Andersen is the author of three novels, including Turn of the Century (Random House, 1999), which was a national bestseller and New York Times Notable Book of the Year, and the New York Times bestseller Heyday (Random House, 2007), which won the Langum Prize for the best American historical fiction of 2007. Random House published his third novel, True Believers, in the summer of 2012, and it was named one of the best novels of that year by the San Francisco Chronicle and the Washington Post. 

His short fiction has been published in anthologies such as Stories: All-New Tales (HarperCollins, 2010). Andersen has also published a book of humorous essays, The Real Thing (Doubleday, 1980; Holt, 1982; Bison Press, 2008), about "quintessential," and co-authored two humor books, Tools of Power (Viking, 1980), a parody of self-help books on becoming successful, and Loose Lips (Simon & Schuster, 1995), an anthology of edited transcripts of real-life conversations involving celebrated people. 

Along with Carter and George Kalogerakis, he assembled a history and greatest-hits anthology of Spy called Spy: The Funny Years, published in 2006 by Miramax Books. He also wrote Reset (Random House, 2009), an essay about the causes and aftermath of the Great Recession, and he has contributed to many other books, such as Spark: How Creativity Works (HarperCollins, 2011) and Fields of Vision: The Photographs of John Vachon (Library of Congress, 2010).

In 2017, he published two books, Fantasyland: How America Went Haywire: A 500-Year History, which explains American society's peculiar susceptibility to falsehoods and illusions (Random House, ISBN 978-1-4000-6721-3), and Alec Baldwin You Can't Spell America Without Me: The Really Tremendous Inside Story of My Fantastic First Year As President (Penguin, ISBN 978-0-5255-2199-0), a parody Trump memoir. Excerpts from Fantasyland appeared as a cover story in The Atlantic and in Slate.
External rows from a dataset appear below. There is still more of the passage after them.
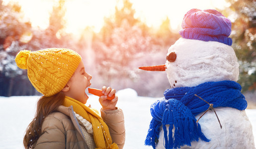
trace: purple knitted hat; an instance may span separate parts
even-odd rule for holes
[[[228,37],[231,21],[216,10],[192,9],[184,16],[181,26],[179,33],[184,38],[232,44]]]

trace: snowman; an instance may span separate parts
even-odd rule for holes
[[[184,15],[182,36],[168,50],[165,65],[171,88],[151,107],[145,145],[154,149],[255,149],[252,126],[241,92],[231,22],[213,9]]]

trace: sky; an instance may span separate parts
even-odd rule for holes
[[[104,17],[114,13],[117,2],[122,0],[66,0],[66,31],[79,34],[85,28],[92,27],[99,31]],[[4,2],[18,2],[25,17],[33,26],[46,28],[49,14],[58,0],[3,0]],[[229,6],[225,0],[130,0],[139,18],[149,26],[157,27],[168,16],[171,27],[178,30],[184,15],[192,8],[200,9],[223,9]]]

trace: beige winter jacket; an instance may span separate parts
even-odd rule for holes
[[[103,121],[108,126],[113,143],[123,149],[125,130],[123,111],[101,110]],[[88,149],[73,107],[60,106],[57,111],[45,118],[41,130],[41,135],[35,149]]]

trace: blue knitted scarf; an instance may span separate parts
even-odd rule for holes
[[[199,138],[202,141],[210,141],[201,132],[199,124],[197,126],[195,118],[207,110],[209,105],[194,94],[213,104],[213,107],[229,107],[242,110],[247,107],[247,102],[241,90],[239,83],[228,80],[167,89],[164,94],[165,99],[159,100],[151,105],[153,119],[145,145],[156,148],[161,127],[166,149],[191,146],[191,143],[198,141]],[[166,125],[170,126],[168,136]],[[174,134],[171,133],[173,125]]]

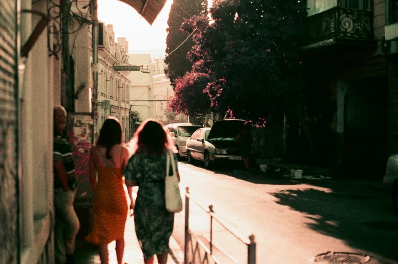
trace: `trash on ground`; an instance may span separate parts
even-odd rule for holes
[[[303,178],[307,180],[325,180],[326,179],[331,179],[331,177],[322,175],[315,176],[303,176]]]
[[[233,170],[232,172],[235,174],[247,174],[249,173],[248,171],[245,171],[242,170]]]

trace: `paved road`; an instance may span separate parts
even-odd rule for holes
[[[398,217],[382,189],[343,180],[237,175],[183,162],[179,170],[182,189],[189,186],[201,204],[213,205],[240,236],[255,235],[257,263],[311,263],[328,251],[369,254],[369,264],[398,263]],[[190,204],[190,226],[208,238],[209,217]],[[183,213],[176,215],[173,233],[180,246],[183,218]],[[364,224],[380,221],[386,223],[373,228]],[[236,262],[245,263],[244,245],[221,227],[214,228],[216,246]]]

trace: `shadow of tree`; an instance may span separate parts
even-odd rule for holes
[[[278,199],[279,204],[306,215],[307,227],[342,240],[359,251],[398,260],[398,231],[372,229],[364,225],[380,221],[392,222],[391,226],[398,227],[388,194],[371,186],[306,181],[312,186],[271,194]]]

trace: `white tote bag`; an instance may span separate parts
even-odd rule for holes
[[[173,170],[173,175],[169,175],[170,164]],[[174,164],[174,155],[171,150],[167,152],[166,157],[166,175],[165,178],[165,199],[166,207],[168,212],[178,213],[182,211],[182,199],[181,199],[180,187],[178,186],[178,178],[176,173],[176,165]]]

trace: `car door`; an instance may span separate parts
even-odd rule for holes
[[[199,129],[198,130],[199,132],[199,134],[197,135],[197,137],[195,139],[196,143],[197,146],[197,155],[198,160],[200,160],[201,161],[203,160],[204,159],[204,152],[205,151],[205,142],[204,140],[203,142],[198,141],[198,138],[204,138],[205,137],[205,130],[203,129]]]
[[[192,134],[190,140],[191,155],[194,159],[197,159],[197,141],[196,141],[196,138],[197,138],[197,135],[199,134],[199,130],[196,130]]]

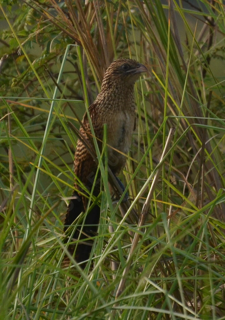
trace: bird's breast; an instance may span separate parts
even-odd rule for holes
[[[107,142],[112,147],[108,148],[108,164],[115,174],[118,174],[125,164],[126,157],[119,152],[126,154],[129,152],[135,121],[134,108],[117,111],[105,119]]]

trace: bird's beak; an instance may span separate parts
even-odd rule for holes
[[[138,63],[134,70],[134,73],[135,74],[136,73],[141,73],[142,72],[146,72],[148,71],[148,69],[145,66],[141,63]]]

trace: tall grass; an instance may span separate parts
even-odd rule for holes
[[[2,319],[225,319],[224,7],[161,2],[24,1],[17,20],[0,4]],[[62,232],[77,129],[107,67],[129,56],[149,71],[121,175],[130,199],[113,203],[97,149],[101,216],[83,270]]]

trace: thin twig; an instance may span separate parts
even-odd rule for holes
[[[160,159],[160,161],[159,161],[159,168],[155,174],[155,175],[153,180],[148,195],[148,196],[147,197],[146,201],[144,204],[142,209],[142,211],[140,217],[138,225],[137,227],[138,230],[142,227],[144,223],[146,216],[148,212],[150,202],[152,197],[154,191],[156,187],[158,180],[160,174],[160,172],[161,172],[161,168],[163,164],[165,161],[165,159],[163,160],[163,158],[168,150],[169,145],[170,142],[170,140],[175,130],[174,128],[171,128],[169,133],[169,134],[165,145],[164,150],[162,154]],[[129,272],[130,265],[132,262],[133,254],[136,247],[139,237],[140,235],[138,232],[136,232],[135,234],[134,238],[134,239],[131,245],[130,250],[129,253],[129,254],[128,255],[128,257],[127,260],[126,267],[123,271],[122,278],[120,280],[120,284],[116,292],[116,299],[118,298],[120,295],[124,290],[126,279],[127,278],[127,276],[128,275],[128,272]]]

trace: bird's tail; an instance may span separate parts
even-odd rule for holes
[[[66,211],[64,231],[67,230],[81,212],[84,213],[85,212],[82,196],[76,191],[74,191]],[[72,255],[73,255],[75,251],[74,257],[78,263],[85,261],[89,258],[93,240],[89,239],[88,238],[92,237],[97,232],[100,214],[100,208],[98,206],[96,205],[88,213],[83,224],[81,220],[80,224],[74,224],[73,226],[74,230],[72,232],[74,234],[73,237],[74,243],[69,245],[68,251]],[[76,240],[78,239],[78,242],[76,242]],[[65,258],[65,260],[69,263],[69,260],[67,258]],[[81,264],[81,266],[83,268],[86,265],[86,263],[84,263]],[[64,265],[66,266],[65,263]]]

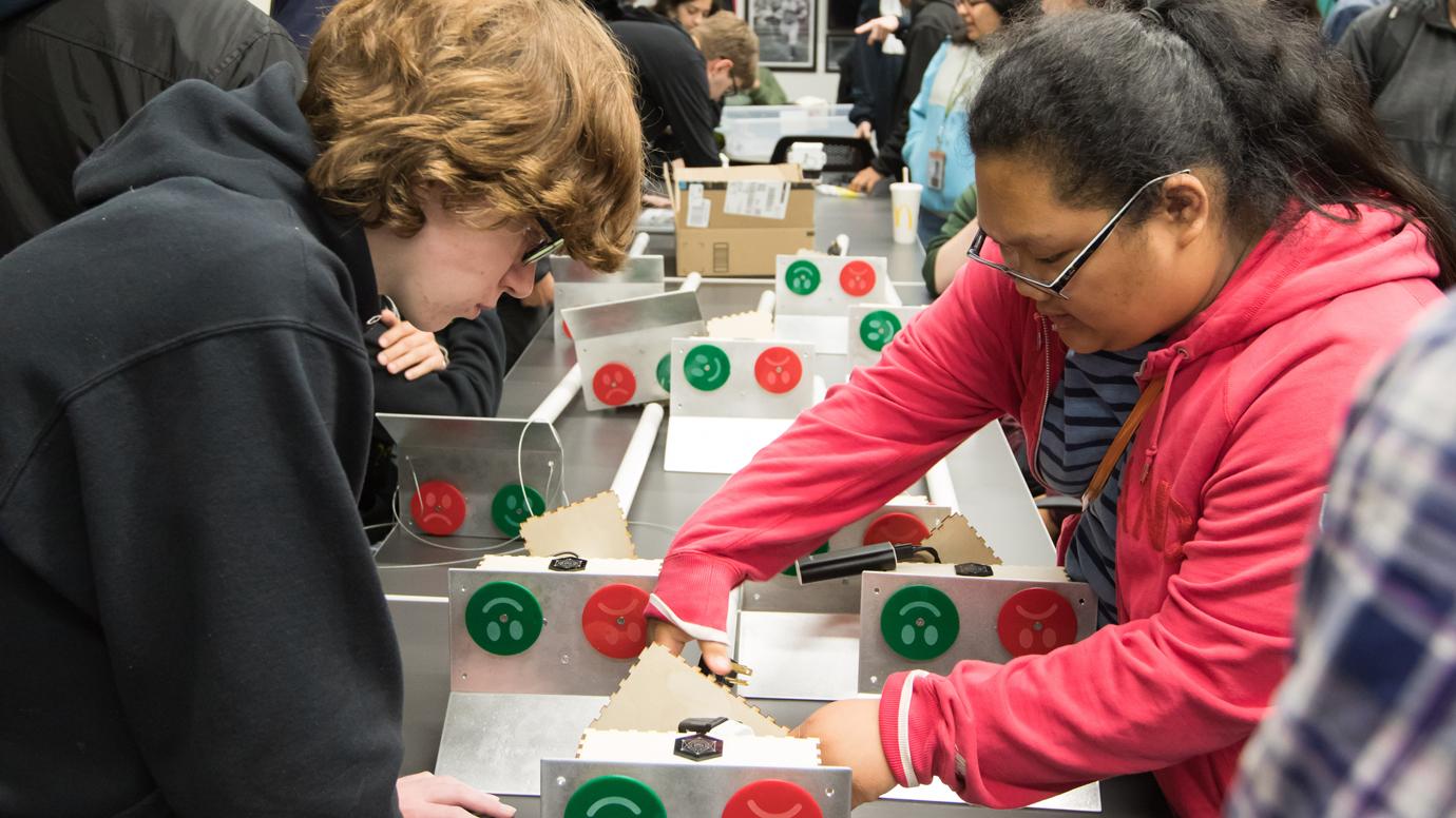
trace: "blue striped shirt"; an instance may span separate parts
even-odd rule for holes
[[[1037,448],[1037,472],[1048,489],[1082,496],[1137,403],[1137,368],[1162,345],[1153,339],[1121,352],[1067,352],[1061,383],[1047,397]],[[1067,546],[1067,575],[1092,587],[1099,627],[1117,622],[1117,496],[1125,460],[1124,453]]]

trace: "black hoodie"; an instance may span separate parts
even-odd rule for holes
[[[397,814],[376,311],[291,67],[173,86],[0,259],[0,815]]]

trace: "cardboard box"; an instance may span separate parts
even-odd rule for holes
[[[814,249],[814,183],[798,164],[673,167],[677,274],[763,275]]]

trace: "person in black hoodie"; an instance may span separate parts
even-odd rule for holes
[[[178,83],[0,259],[7,818],[511,812],[396,785],[363,327],[620,263],[630,71],[574,0],[344,0],[297,82]]]
[[[868,35],[868,42],[875,44],[885,35],[903,31],[897,35],[904,39],[906,57],[900,68],[900,82],[895,84],[894,130],[879,134],[879,151],[869,167],[860,170],[850,180],[849,188],[858,192],[869,192],[882,179],[900,179],[904,169],[904,157],[900,148],[904,147],[906,134],[910,132],[910,103],[920,93],[920,83],[925,80],[925,70],[930,65],[935,52],[946,38],[960,38],[965,33],[965,23],[955,10],[954,0],[911,0],[910,16],[907,17],[875,17],[855,29],[855,33]]]
[[[76,215],[71,175],[173,83],[303,58],[248,0],[0,1],[0,256]]]

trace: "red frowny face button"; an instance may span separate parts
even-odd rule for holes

Both books were New York Times bestsellers, and Fantasyland, which the Times Book Review called "a great revisionist history of America," reached #3 on the nonfiction list.

In August 2020, he published Evil Geniuses: The Unmaking of America, which examines the coordinated efforts to achieve conservative economic and political changes in the United States from the 1970s to 2020, and discusses how the resulting unfettered laissez-faire approach to capitalism has resulted in an extreme level of economic inequality. Andersen lives in Brooklyn, New York, with his wife, author Anne Kreamer and two daughters, Kate and Lucy.